At the same time, though, if and when McCoy starts to close in on 269, we should also stop to appreciate a talent and achievement which now survives only in newsreel footage, and the memories of a dwindling number of veteran racegoers.
"McCoy is in a class of his own," a Tote spokesman said last week, "and it's hard to think of any jockey who deserves these records more." In fact, it's not that hard at all, because Sir Gordon Richards does. He rode 269 winners over the course of an eight-month Flat season, without the benefit of regular evening meetings, or a helicopter – or even motorways – to ease the passage from track to track.
The modern-day winner-machine that is Tony McCoy has a chance to beat his total only because the jumps season now covers 12 full months. Had Richards completed another four months at the same strike-rate in 1947, his final tally would have been within sight of 400.
This is not to denigrate McCoy, or his astonishing talent, but merely to point out that Richards's achievement will remain the greatest by any jockey, jumps or Flat, regardless of his final total. As it happens, McCoy may well come up short anyway, and 8-13 is certainly a very thin price about him getting to 269. Back him at those odds, and your heart will skip a beat every time he hits the floor. Even if the bet is a winner, the person who collects will like as not be your next of kin.
There is the weather to remember too, since the water table remains high in many areas and sustained rainfall would soon see racecards drowning on a daily basis.
But if he should turn up on Whitbread Gold Cup day at Sandown with the record in the bag, you can only hope and trust that racegoers will not treat Richards's memory with the same cavalier disregard as the course itself. At the end of 1999, a Racing Post analysis of the century's outstanding achievers named him the greatest jockey, ahead even of Lester Piggott, and for many years, the mile-and-a-quarter Group Two race at the Whitbread meeting was run in his honour as the Gordon Richards Stakes.

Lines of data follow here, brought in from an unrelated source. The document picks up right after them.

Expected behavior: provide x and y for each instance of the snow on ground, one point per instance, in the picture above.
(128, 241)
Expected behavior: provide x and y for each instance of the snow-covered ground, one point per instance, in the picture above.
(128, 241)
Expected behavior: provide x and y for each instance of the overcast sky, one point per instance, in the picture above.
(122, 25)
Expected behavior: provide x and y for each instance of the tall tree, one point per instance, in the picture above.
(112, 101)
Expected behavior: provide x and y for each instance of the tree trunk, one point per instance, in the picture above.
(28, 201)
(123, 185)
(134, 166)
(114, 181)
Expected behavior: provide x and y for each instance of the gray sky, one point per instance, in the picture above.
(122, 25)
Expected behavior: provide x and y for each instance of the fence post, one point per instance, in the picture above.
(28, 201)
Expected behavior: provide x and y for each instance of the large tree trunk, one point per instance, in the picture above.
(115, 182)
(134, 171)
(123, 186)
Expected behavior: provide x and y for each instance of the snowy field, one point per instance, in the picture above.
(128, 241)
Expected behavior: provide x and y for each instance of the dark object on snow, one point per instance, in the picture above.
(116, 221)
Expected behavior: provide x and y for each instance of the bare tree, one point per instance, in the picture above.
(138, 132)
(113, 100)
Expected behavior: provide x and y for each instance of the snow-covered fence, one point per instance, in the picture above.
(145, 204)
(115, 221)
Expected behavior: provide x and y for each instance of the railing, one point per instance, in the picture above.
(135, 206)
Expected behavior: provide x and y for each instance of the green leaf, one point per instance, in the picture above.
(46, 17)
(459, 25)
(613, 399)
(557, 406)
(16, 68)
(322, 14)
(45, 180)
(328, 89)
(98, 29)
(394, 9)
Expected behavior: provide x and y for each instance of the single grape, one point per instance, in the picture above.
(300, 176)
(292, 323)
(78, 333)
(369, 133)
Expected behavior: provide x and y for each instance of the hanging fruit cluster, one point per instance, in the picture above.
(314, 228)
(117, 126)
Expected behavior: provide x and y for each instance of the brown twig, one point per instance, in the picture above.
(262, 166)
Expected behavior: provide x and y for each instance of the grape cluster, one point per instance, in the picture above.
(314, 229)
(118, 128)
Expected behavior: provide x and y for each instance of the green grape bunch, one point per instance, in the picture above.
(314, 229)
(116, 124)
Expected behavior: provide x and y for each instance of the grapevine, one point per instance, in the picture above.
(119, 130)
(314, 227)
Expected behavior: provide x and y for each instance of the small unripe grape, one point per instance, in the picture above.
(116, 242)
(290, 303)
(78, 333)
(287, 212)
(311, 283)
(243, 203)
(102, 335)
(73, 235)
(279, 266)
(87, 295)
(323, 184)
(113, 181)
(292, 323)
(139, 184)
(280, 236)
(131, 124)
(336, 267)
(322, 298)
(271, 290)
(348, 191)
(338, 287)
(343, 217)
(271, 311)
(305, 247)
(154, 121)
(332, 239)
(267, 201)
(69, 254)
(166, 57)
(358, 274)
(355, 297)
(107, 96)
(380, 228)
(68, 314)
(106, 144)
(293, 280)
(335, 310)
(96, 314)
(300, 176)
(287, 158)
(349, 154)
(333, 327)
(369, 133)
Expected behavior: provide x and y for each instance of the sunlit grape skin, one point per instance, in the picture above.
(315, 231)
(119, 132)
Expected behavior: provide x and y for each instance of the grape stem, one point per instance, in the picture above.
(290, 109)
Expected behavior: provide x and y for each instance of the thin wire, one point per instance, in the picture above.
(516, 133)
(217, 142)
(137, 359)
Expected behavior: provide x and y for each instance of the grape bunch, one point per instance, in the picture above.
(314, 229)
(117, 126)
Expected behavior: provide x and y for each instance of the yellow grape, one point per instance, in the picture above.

Until, that is, Whitbread decided that every race on the card should bear the name of one of its brands. Hard cash beats tradition every time at modern tracks, and Sandown was only too happy to comply. The late Sir Gordon duly conceded his place in the calendar to Marriot Hotels.
If the slightest feeling for racing's heritage remains at a shamelessly hard-nosed racecourse like Sandown, then Richards should get his race back in this year above all, with his record finally looking vulnerable. The odds against any modern racing executive valuing respect over readies, though, are a great deal bigger than 8-13.